Many startups start out with a good idea and may meet your definition in terms of industry, stage, and region, but successful development of an idea also requires an A-team. It can make a big difference if you take the time to study the track record of both the team and its leadership. Elements of good management to look out for include high insider ownership, clean accounting, infrequent restating of earnings, and effective allocation of capital.
Milk the Ol’ Network
After you learn as much as you can from reading articles online, seek out experts who you trust. Find people through your own network, as well as through your network’s network.
Find inspiration through the stories you hear and gain an understanding of what peers and experts are doing. Most important, get solid, critical feedback about your ideas and approach.
Don’t minimize the importance of bouncing ideas off of friends. Bill Gates and Warren Buffett employ this strategy, regularly bouncing ideas off each other.

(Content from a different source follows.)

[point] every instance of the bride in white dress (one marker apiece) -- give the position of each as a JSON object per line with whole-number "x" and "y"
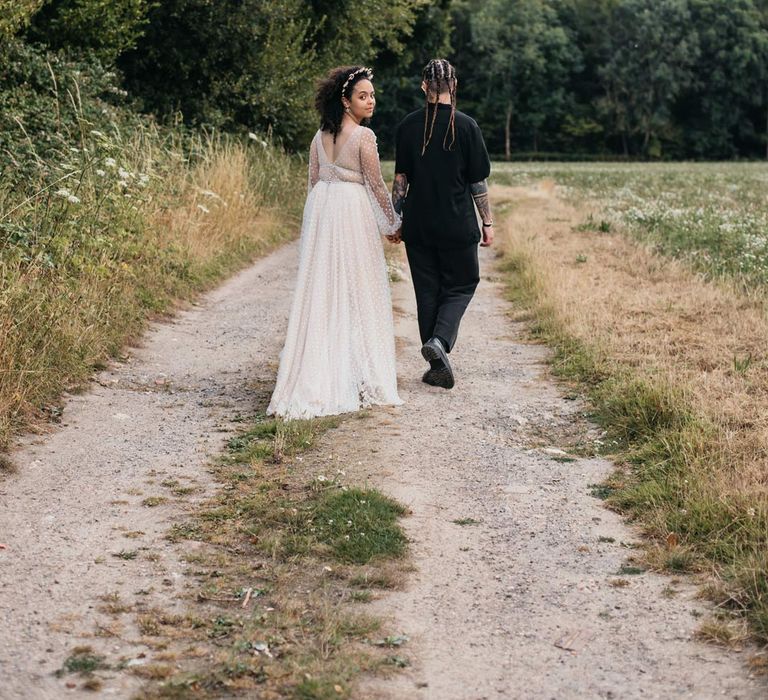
{"x": 339, "y": 352}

It’s is a crucial stage in the process and a key element in building your success as an investor – because if you can’t convey to a friend why you’ve come to a particular conclusion and defend your position effectively, it’s time either to do more research or to go back to the drawing board.
Keep an Open Mind
While you are reading and consulting, don’t stay married to your original thesis. Once you learn more about the industry, region, or market that you initially targeted, you might discover that it’s not the right place to invest your money, after all.
At the same time, don’t be too concerned about breaking away from conventional wisdom. You may have a gut feeling that goes against what most experts are saying, and that’s fine.

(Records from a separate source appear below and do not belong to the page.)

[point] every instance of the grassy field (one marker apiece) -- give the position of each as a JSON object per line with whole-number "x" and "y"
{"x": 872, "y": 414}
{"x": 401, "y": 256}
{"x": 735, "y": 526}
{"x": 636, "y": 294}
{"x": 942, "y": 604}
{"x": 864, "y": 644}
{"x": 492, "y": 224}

However, if you find there are solid reasons to open everything back up and re-assess your initial strategy, this is the time to do it. Dig up the courage to tweak your original approach.
Stay the Course
The advantage of doing an excellent job in developing a solid investment thesis is that it helps you avoid making the kinds of mistakes that result from rushed, excited, or inconsistent decision-making. An investment thesis gives you a plan of action that is carefully researched and explored.
Let’s have a look at Uber, for example. In recent years, it has been all too easy to get excited about Uber. We’ve known for a long time that the company was heading toward unicorn status.

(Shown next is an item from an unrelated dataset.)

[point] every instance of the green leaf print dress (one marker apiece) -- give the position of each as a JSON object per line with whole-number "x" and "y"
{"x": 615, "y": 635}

However, that does not mean Uber is the investment that you’re looking for. If your investment thesis included “the early-stage mobility space with huge growth potential,” the Uber of today is not your intended investment target – though it may seem enticing. Uber is late, and it’s big.
Instead, by following your thesis you can avoid riding the trendy wave of one hot company and opt to invest in an early-stage company that you believe has real potential.
Put It into Action
The thesis helps increase your chances of investing in a big win by forcing you to define a strategy that incorporates your own expertise, personal perspective, and vision of the future. These elements combine to differentiate your thesis. But at the same time, it’s the hard work of dotting the i’s and crossing the t’s – conducting the research, networking, and giving all of it time and thought – that makes it precise and reliable.
Once you finish, it is time to take the plunge. Start investing! Follow the guidelines of your thesis when you choose which companies or funds to invest in – that’s the crucial piece. Successful venture capitalist Reid Hoffman perhaps summed it up best when he said: “It’s useful to be able to recognize whether you’re on track or not. To have the belief, but also paranoia about am I tracking against my investment thesis.”